Mathematics (MATH)

MATH 527  Linear Algebra for Data Science  (3)  

An application-focused approach to linear algebra used in data science. Topics include matrices, Gaussian elimination, vector spaces, inner products, orthogonality, least squares, eigenvalues/vectors, matrix factorizations, singular value decomposition and principal component analysis, quadratic forms, data/image processing, and other topics pertinent to data analysis.

MATH 546  Applied Statistics I  (3)  

An introduction to the foundations and applications of statistics. Topics include basic concepts of data collection sampling and experimental design, descriptive analysis and graphical displays of data, probability concepts and expectations, normal and binomial distributions, sampling distributions and the Central Limit Theorem, confidence intervals and hypothesis testing, likelihood-based statistics, ANOVA, correlation and simple linear regression.

MATH 547  Applied Statistics II  (3)  

An application-focused approach to regression analysis and related techniques. Topics include simple and multiple linear regression, weighted and generalized least squares estimators, polynomial regression, exponential regression, model selection, categorical variables and ANOVA, logistic regression, principal component analysis, time series analysis, and other applications of statistics as relevant. Prerequisite: MATH 546

MATH 548  Statistical Methods for Data Science  (3)  

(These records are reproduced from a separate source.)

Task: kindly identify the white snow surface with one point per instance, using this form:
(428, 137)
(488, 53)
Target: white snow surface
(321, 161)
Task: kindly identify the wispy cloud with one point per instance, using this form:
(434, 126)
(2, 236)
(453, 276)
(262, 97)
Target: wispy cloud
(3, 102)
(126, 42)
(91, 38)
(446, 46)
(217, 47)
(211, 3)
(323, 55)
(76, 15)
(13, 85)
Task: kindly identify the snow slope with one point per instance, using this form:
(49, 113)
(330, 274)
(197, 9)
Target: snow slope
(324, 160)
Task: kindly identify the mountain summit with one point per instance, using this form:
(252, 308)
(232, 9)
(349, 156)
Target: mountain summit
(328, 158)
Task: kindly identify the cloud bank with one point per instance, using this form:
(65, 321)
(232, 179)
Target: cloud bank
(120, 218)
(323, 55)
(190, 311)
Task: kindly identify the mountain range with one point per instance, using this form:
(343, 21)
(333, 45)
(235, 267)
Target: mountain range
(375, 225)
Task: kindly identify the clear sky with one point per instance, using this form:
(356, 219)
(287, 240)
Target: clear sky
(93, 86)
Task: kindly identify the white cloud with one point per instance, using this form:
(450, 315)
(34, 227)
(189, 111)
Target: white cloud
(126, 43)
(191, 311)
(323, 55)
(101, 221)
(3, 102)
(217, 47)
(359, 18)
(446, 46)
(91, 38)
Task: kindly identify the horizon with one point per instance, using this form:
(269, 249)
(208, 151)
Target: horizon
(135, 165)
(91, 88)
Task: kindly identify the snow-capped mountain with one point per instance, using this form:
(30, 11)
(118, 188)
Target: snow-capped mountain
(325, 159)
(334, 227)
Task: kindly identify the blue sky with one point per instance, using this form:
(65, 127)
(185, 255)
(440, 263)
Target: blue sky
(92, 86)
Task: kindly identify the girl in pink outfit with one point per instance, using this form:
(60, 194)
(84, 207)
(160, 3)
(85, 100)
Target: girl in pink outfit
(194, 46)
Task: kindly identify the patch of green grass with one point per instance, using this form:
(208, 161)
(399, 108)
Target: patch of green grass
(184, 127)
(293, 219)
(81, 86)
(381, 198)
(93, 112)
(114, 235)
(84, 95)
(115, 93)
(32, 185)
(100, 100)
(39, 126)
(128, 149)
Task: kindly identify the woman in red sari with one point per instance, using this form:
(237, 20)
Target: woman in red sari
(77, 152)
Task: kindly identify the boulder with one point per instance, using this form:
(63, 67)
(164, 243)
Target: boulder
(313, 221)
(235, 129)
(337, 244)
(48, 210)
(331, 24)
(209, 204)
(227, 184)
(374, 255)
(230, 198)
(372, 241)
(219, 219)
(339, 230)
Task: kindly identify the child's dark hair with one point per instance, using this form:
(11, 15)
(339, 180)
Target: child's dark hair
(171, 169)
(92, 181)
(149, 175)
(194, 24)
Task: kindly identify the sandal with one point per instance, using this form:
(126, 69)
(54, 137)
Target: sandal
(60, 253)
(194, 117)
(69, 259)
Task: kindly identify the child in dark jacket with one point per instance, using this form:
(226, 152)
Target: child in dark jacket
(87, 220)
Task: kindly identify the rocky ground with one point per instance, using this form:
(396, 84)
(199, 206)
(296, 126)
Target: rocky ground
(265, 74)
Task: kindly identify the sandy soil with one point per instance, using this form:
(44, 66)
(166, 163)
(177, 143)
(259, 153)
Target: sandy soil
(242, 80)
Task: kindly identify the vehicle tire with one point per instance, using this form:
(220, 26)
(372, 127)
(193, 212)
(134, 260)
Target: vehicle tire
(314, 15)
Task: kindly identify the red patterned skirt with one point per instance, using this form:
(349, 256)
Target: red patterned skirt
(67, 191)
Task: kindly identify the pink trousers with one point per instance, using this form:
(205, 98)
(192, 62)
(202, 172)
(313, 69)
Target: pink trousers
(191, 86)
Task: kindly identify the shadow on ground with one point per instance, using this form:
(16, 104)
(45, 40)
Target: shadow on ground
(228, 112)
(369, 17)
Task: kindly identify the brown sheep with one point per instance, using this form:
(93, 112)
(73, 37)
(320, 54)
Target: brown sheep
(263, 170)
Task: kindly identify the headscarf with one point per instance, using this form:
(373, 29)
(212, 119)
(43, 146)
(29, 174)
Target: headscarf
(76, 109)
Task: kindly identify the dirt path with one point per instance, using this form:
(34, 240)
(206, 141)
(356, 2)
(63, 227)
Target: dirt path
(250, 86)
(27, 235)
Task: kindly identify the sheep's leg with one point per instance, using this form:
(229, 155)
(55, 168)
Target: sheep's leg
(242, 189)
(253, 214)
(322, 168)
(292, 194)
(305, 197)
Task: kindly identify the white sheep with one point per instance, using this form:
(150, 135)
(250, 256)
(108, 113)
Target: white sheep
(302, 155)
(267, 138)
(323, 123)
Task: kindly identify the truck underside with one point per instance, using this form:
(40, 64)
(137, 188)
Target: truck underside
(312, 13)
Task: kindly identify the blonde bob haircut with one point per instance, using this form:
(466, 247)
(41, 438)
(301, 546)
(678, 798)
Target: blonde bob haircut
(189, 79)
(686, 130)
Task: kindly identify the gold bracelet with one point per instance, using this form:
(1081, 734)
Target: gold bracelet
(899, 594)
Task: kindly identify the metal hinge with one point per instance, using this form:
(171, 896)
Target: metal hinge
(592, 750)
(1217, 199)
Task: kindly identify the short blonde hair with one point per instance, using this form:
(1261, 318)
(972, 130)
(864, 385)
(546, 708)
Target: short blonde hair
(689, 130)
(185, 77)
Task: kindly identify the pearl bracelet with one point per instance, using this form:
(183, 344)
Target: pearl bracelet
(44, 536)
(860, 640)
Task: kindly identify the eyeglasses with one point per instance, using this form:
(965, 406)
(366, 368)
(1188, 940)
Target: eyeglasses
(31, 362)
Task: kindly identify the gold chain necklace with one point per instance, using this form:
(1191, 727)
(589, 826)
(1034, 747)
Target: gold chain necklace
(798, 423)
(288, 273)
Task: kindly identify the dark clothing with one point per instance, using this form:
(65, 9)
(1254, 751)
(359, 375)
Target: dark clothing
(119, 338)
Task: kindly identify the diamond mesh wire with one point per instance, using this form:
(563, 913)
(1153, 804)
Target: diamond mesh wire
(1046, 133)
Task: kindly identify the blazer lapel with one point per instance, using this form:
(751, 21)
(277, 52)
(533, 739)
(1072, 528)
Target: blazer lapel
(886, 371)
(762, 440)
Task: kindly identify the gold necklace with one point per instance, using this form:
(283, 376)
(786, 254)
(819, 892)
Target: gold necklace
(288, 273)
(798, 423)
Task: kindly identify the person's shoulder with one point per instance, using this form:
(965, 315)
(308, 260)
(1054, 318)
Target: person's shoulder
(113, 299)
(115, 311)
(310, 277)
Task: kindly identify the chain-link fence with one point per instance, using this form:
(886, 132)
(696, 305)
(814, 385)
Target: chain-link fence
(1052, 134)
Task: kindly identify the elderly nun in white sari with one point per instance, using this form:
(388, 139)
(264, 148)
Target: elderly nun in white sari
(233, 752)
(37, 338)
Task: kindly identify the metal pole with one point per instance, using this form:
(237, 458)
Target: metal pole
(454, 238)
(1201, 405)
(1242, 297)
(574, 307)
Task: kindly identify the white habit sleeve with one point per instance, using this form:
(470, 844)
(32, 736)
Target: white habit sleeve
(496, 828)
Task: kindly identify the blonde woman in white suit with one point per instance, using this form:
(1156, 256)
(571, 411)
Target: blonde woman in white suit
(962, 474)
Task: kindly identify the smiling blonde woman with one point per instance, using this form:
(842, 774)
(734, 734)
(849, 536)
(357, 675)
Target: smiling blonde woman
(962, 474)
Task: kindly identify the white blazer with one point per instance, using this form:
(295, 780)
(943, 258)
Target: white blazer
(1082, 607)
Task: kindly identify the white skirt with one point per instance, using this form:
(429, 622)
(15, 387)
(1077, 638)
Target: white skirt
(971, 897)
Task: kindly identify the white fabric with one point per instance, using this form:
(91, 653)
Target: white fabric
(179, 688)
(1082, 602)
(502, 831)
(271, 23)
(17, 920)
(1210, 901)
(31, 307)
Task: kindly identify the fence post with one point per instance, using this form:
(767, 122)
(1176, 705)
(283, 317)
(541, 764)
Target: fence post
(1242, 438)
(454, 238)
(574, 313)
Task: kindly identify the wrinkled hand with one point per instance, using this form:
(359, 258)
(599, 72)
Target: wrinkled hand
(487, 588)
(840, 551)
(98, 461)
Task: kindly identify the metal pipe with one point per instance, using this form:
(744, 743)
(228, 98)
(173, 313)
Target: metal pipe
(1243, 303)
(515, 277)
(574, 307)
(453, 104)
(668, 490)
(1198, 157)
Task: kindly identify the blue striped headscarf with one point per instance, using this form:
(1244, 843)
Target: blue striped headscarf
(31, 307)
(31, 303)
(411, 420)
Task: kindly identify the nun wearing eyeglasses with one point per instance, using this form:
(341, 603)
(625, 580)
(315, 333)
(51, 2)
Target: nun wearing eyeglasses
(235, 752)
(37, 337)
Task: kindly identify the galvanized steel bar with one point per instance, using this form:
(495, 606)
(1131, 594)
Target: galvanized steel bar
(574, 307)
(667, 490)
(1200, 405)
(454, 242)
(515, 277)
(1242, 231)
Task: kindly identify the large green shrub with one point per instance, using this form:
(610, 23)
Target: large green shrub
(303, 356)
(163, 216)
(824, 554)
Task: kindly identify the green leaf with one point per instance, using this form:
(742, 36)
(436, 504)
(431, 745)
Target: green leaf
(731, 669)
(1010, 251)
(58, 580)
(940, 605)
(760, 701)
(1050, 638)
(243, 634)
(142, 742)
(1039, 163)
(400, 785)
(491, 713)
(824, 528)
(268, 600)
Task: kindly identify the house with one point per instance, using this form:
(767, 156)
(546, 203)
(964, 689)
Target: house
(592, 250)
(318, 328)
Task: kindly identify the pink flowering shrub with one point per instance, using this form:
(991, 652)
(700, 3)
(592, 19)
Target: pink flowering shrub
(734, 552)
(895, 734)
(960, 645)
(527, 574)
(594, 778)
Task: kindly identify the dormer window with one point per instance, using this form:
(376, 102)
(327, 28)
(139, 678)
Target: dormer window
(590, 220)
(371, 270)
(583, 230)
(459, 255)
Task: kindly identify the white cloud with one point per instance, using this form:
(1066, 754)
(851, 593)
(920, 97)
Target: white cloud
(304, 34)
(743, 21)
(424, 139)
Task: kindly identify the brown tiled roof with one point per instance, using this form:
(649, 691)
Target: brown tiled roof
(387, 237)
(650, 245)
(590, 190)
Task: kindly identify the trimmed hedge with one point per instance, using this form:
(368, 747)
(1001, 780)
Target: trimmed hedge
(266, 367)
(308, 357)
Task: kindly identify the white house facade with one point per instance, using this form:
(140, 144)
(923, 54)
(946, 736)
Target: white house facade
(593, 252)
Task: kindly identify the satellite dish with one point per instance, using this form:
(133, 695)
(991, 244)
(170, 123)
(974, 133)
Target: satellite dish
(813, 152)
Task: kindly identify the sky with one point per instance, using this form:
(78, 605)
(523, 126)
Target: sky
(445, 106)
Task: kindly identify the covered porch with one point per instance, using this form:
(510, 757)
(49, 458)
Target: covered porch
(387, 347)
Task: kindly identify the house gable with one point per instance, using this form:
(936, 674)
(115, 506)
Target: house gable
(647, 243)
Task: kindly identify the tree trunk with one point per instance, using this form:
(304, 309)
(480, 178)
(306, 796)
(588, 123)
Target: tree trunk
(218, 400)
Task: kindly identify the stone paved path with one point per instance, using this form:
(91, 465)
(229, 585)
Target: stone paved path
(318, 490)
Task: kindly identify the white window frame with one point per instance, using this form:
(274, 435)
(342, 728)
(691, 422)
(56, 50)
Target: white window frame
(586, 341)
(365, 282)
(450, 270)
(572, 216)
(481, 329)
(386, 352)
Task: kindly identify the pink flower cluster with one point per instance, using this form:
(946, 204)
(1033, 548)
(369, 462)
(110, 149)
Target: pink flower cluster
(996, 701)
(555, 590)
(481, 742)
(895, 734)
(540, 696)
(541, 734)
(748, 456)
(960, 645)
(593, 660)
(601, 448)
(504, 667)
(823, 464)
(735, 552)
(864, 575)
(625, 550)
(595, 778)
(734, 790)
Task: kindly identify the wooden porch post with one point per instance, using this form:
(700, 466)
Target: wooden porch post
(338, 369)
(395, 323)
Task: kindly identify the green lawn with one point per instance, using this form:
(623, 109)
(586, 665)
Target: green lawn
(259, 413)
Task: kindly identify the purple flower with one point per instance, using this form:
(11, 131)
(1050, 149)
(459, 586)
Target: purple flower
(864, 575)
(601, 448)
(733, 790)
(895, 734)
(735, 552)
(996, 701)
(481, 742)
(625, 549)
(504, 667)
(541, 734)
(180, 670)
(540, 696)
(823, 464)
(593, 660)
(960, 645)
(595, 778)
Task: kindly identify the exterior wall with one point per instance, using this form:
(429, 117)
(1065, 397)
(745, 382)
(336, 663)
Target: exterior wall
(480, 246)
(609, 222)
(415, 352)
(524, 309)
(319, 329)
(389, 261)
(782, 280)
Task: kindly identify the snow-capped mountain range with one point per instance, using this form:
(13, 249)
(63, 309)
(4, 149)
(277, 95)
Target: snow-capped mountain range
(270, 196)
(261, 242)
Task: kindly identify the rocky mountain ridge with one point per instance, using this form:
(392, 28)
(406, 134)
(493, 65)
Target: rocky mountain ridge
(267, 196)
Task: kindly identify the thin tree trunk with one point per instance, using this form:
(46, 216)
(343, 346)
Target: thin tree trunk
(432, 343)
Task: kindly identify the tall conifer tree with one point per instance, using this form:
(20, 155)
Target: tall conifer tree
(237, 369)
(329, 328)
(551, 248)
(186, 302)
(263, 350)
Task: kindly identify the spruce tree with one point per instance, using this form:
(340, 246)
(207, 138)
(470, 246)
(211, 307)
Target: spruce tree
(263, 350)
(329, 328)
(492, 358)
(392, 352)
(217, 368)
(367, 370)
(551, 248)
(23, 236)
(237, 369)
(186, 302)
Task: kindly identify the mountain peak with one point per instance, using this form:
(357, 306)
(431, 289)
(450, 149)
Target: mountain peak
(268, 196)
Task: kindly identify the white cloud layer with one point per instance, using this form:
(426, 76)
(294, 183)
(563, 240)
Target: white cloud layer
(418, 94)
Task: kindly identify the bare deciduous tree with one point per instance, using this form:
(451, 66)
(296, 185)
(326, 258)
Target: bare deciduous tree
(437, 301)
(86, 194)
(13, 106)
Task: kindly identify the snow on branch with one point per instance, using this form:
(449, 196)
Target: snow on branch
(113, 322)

This course provides a comprehensive, application-focused overview of essential statistical methods for data science. Topics include data collection techniques, descriptive statistics, and exploratory data analysis. Foundational concepts such as sampling distributions and the Central Limit Theorem set the groundwork for estimation, confidence intervals, and hypothesis testing. Students will explore techniques in ANOVA and categorical data analysis, as well as nonparametric techniques and permutation tests. Advanced methods include the bootstrap, linear and logistic regression, generalized linear models, and linear discriminant analysis, equipping students with a versatile toolkit for real-world data analysis and decision-making in data-driven contexts.